For over thirty years I’ve been obsessed with roe. In fact, obsessed is an understatement. In fact, an understatement is an understatement. I can’t quite put my finger on the reason why, but there’s just something about roe that really gets my pulse rate on the rise. Roe can make a man contradict himself and, in the daytime, are often a good barometer of a running dog’s qualities. More than one occasion a man’s had his mind changed when his dog got onto the white arse of capreolus, myself included. I remember one young dog that I owned, he was a fast and deadly deer assassin, a proper tool for filling the game dealer’s chiller. My confidence in him was overflowing and I remember boasting to a mate on how he’s just too fast for any deer to escape, and my mate just smiled. Yep, the very next roe that we stumbled upon dragged my dog from one side of the land to the other and he never even looked like putting his mouth to use. I sure had my tail tucked well and truly between my legs that day. I obviously needed bringing down a peg or two and that roe did a good job of that.
I was enjoying a day’s coursing with two pals over on the flat arable fields of Lincolnshire. Hares weren’t exactly what you’d call abundant but all the dogs got their runs and the craic was good. Earlier on in the day when we’d been chatting the subject of deer cropped up and I was told that roe were ‘easy’. Fair enough, we’ve all got our own opinions, but I said that if they thought roe were easy then they hadn’t run enough of them. As we were getting ready to leave the field later on as dusk started to creep in we noticed a pair of roe had left a strip wood and were standing out on the crop, maybe eighty yards away.
“Go on then,” I said “give them a slip” at which the lad slipped his good bitch on the roe. The running dog was a fairly swift article with a pile of hares under her belt but she coursed that roe down three big fields and never so much as got the bend in before a lump of thick wood was found and that was the end of that. My argument was that if that deer had been a hare then the bitch would have been bending it all over, and it certainly wouldn’t have straight-lined her for three fields. A good roe is just that: good. We all argue about what we think is the fastest quarry in our lands and it’s a close call, but I think that a good roe is faster than a good anything else.

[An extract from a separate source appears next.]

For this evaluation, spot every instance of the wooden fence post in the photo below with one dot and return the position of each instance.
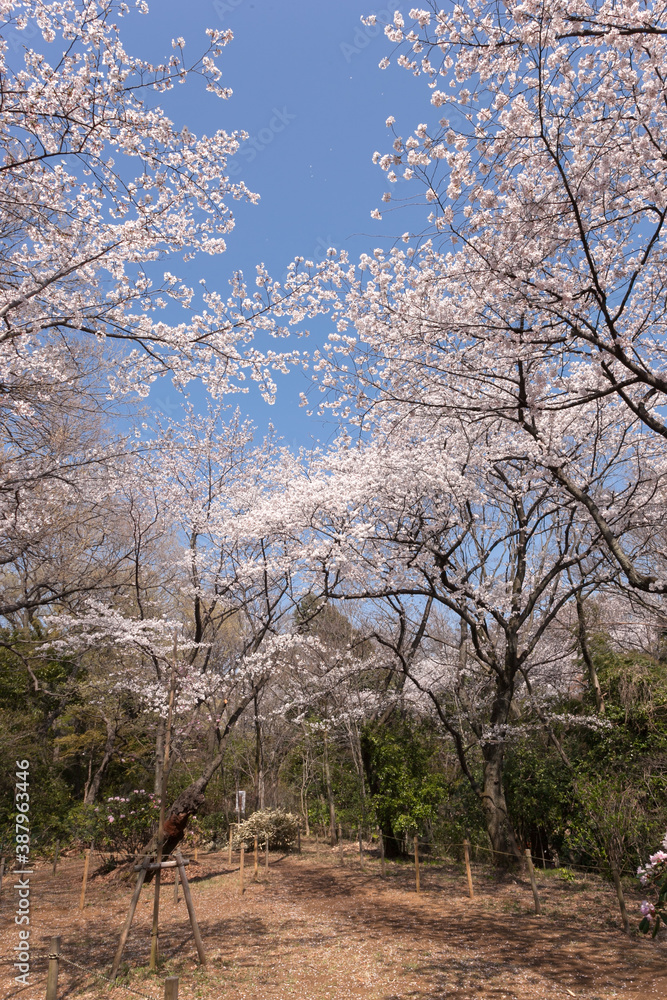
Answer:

I was weaned on roe and I guess that they’ve pretty much taught me most of the lessons that I needed; the first being not to count my chickens before they’ve hatched, or venison burgers before the knife’s been used. But we do, that’s what we hunters are; optimists, and for most of the time when we slip we’re expecting success. Where I grew up there wasn’t many deer; you could say that, locally, roe were classed as celebrities. Even having their photos in newspapers such was the shock of them being ‘discovered’. It took me quite a while to apprehend my first deer, I’d ran a fair few with the old, slow lurcher who was so stock broken that he really wasn’t quite sure that roe were fair game. In the end though the penny dropped and a boy’s destiny was changed forever. Now the embers were well and truly stoked, but it took me a hell of a long time to get a dog that I thought was ‘good’ on the roe. That said, nothing has ever come close to the feeling of elation at taking my first deer, it was a very major deal for me and it meant I was up there with the very few lurcher men in our area that had harvested one. It had been a hard won trophy for me, though I’d had many skirmishes with them previously.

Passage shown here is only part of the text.